Hyperglycemia due to DM has emerged as a major problem that threatens health and causes vascular dysfunction [22]. As indicated by previous studies, HG (30 mM glucose, for 24 h) has direct toxicity to human umbilical vein ECs [23]. In many chronic metabolic diseases, vascular endothelial integrity is affected by EC proliferation and apoptosis, which assures blood vessel function. The present study showed that HG significantly reduced cell viability and resveratrol abolished these effects. Therefore, restoration of injured ECs via regulation of EC proliferation and apoptosis may be of significance.

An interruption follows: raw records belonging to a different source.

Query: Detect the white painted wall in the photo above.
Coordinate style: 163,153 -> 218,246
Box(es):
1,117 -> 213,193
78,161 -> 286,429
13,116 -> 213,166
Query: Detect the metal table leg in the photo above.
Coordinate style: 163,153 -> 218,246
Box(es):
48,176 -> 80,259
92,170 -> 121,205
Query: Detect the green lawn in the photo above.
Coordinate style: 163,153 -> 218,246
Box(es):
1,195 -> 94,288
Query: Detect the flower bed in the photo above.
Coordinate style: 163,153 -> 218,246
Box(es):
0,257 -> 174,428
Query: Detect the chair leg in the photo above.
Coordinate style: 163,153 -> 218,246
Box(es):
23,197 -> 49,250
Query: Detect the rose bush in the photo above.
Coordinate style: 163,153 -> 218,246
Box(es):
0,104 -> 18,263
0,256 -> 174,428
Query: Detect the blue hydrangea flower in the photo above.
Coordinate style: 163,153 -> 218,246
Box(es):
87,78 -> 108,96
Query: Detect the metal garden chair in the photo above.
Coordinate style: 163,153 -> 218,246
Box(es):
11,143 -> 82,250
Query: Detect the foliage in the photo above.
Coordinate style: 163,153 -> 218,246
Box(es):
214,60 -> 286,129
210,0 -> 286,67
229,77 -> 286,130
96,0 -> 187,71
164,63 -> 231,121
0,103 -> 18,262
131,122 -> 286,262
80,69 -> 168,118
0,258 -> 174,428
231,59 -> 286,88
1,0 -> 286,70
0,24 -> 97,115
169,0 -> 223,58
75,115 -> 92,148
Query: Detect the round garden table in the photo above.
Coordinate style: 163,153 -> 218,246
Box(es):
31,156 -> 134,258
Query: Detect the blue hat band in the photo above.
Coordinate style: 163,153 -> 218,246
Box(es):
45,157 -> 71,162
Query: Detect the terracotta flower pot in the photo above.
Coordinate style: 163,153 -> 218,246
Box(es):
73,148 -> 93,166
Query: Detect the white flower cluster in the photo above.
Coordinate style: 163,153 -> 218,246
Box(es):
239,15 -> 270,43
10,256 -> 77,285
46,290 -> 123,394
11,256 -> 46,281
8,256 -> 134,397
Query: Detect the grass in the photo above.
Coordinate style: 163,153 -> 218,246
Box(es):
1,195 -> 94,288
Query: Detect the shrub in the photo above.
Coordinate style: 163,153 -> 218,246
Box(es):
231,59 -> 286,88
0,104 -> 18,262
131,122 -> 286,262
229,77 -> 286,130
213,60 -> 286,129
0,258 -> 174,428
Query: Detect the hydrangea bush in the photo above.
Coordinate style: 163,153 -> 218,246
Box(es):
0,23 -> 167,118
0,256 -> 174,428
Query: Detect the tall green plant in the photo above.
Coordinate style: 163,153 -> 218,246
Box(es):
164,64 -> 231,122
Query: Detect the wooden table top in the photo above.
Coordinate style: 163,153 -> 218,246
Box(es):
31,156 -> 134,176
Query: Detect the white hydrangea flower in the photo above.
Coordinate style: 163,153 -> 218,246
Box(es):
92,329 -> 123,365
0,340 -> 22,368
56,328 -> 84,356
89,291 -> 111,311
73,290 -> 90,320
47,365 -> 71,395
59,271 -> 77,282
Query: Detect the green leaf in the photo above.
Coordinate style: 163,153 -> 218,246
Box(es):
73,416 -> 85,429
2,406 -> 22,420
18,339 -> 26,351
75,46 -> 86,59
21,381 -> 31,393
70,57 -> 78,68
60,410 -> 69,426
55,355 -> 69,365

Intracellular Ca2+, as a secondary messenger, regulates both cell survival and a massive increase in intracellular Ca2+, which can cause cell apoptosis [24]. The present study suggests that HG induces apoptosis of ECs by causing intracellular Ca2+ overload via the regulation of a SOCE-related increase in intracellular Ca2+ and expression of SOCE-related proteins. This is consistent with the previous finding that SOCE-related calcium regulation may be an important mechanism for determination of the fate of non-excited cells, such as proliferation, apoptosis, and autophagy [25,26,27]. In view of the previous evidence that resveratrol may interact with SOCE-related proteins, we hypothesized that the regulation of SOCE and intracellular calcium levels may be involved in the benefits of resveratrol against HG-induced EC apoptosis. When resveratrol was added together with Ca2+, we did not observe the inhibition of SOCE, suggesting that resveratrol did not function by inhibiting the Ca2+ channel pore. However, increasing the preincubation time with resveratrol before Ca2+ addition did not inhibit SOCE unless resveratrol was added together with TG shortly before triggering the emptying of Ca2+ stores [28], which is consistent with our results. Subsequently, we found that resveratrol had no effects on the expression of total Stim1, but the HG-stimulated Orai1 and TRPC1 upregulation was significantly abrogated by resveratrol pretreatment. Previous evidence confirmed that SOCE is activated by depletion of Ca2+ stores in the endoplasmic reticulum (ER) and is mediated essentially by two classes of proteins, Stim and Orai [29]. Orai1 is a four-transmembrane-spanning domain protein that forms a pore through the coordination of four subunits that acts as a Ca2+ release-activated Ca2+ channel (CRAC). Orai1 silencing decreases the probability of SOC activation. Orai1 may be an essential subunit of the transient receptor protein channel (TRPC) that is required for TRPC proteins to sense calcium store depletion and, hence, to be store-operated [21]. In the present study, Orai1 and TRPC1 expression were significantly suppressed by resveratrol, which may partly explain the mechanism of Ca2+ influx.

Conclusion

Our experiments indicated that resveratrol pretreatment is associated with relieved HG-induced EC apoptosis at least partly via inhibition of SOCE-related proteins, suggesting the potential protective role of resveratrol against DM-related vascular complications. Further in vivo studies are needed to confirm our results.